Much uncertainty surrounds these estimated fiscal effects. H.R. 4605 gives states considerable flexibility in determining when and how to carry out mandated provisions and leaves the adoption of other key provisions entirely up to the states. CBO assumed that all states would spend sufficient resources to meet the bill's required participation rates for training and work programs. For other provisions, CBO projected states' behavior by examining their interest in pilot programs operated under federal waivers and discussing the provisions with numerous state and local officials. For some provisions, CBO may need to revise its assumptions about state behavior because of changes in the political leadership of many states after the 1994 elections.
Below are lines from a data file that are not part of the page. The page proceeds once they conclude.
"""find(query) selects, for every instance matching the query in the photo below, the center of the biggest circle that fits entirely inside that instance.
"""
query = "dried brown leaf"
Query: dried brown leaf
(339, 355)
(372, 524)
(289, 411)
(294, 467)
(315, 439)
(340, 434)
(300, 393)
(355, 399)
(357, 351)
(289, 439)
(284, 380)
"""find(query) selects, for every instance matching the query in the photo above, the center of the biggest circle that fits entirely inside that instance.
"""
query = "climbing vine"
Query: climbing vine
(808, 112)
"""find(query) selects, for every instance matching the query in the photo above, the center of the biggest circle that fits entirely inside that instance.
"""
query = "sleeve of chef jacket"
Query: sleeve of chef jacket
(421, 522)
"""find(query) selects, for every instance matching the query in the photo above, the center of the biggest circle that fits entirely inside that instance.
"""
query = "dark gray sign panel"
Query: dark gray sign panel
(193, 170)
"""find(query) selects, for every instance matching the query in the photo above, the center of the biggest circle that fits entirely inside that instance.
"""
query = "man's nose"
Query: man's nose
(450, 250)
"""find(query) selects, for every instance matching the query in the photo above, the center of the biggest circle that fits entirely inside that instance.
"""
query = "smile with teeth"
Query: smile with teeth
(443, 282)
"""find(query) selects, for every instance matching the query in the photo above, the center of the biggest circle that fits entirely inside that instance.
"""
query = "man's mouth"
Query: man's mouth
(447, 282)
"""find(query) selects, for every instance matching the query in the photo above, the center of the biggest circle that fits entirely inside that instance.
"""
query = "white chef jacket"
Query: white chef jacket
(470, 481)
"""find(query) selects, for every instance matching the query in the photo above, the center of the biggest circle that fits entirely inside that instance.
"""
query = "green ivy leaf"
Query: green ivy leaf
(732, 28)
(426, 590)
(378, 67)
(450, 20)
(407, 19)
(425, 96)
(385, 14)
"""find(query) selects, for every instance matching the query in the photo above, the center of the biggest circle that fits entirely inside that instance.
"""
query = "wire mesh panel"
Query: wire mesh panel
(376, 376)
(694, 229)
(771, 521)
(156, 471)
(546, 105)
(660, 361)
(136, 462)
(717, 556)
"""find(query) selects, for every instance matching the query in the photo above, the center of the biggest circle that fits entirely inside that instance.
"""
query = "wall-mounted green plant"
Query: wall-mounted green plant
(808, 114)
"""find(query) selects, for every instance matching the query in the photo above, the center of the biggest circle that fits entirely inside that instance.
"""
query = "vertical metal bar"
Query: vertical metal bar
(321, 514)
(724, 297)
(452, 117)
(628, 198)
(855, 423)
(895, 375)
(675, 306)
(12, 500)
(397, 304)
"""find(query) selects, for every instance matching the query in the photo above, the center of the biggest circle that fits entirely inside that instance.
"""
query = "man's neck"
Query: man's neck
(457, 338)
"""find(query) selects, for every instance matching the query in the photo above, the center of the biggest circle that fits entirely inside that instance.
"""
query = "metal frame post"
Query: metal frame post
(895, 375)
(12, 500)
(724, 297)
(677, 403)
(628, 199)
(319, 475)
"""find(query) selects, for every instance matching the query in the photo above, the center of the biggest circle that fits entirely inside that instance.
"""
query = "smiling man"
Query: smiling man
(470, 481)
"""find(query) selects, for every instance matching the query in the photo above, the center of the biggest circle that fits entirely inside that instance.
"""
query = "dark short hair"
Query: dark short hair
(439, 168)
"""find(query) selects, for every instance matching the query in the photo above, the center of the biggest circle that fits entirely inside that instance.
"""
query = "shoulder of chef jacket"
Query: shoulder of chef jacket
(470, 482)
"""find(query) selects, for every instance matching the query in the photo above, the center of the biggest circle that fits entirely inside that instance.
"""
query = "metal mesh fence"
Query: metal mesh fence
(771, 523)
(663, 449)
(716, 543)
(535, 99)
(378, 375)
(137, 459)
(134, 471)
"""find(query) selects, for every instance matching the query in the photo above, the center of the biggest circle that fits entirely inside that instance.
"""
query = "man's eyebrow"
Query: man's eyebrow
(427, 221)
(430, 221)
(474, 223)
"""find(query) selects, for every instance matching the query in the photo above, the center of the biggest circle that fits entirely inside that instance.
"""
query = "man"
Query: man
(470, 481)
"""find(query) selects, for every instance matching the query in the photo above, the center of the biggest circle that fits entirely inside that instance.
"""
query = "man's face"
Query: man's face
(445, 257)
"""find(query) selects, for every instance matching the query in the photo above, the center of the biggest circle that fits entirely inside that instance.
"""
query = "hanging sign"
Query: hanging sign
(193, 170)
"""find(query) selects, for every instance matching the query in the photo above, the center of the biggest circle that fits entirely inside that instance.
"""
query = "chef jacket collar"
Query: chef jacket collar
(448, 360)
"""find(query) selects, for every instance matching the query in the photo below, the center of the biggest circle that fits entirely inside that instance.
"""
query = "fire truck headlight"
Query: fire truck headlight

Unless specified otherwise in the legislation, CBO assumed that the states would carry out major reforms, including the time limit on benefits, beginning on October 1, 1995. Although some states would not be ready to initiate these programs within one year, other states, which have experimented with similar reforms through federal waivers, could accelerate their application. CBO assumed that the effect would be as if all states carried out the programs on October 1,1995. Given the delay, CBO's estimates represent the costs and savings over the initial four years of the reform.

CBO's estimate of $11.8 billion for the welfare reform proposals in titles I to VIII is higher than the $9.3 billion estimate released by the Department of Health and Human Services (HHS) in June 1994. CBO's estimates of child care and child support enforcement costs, welfare savings, and some other expenses differ from those of HHS.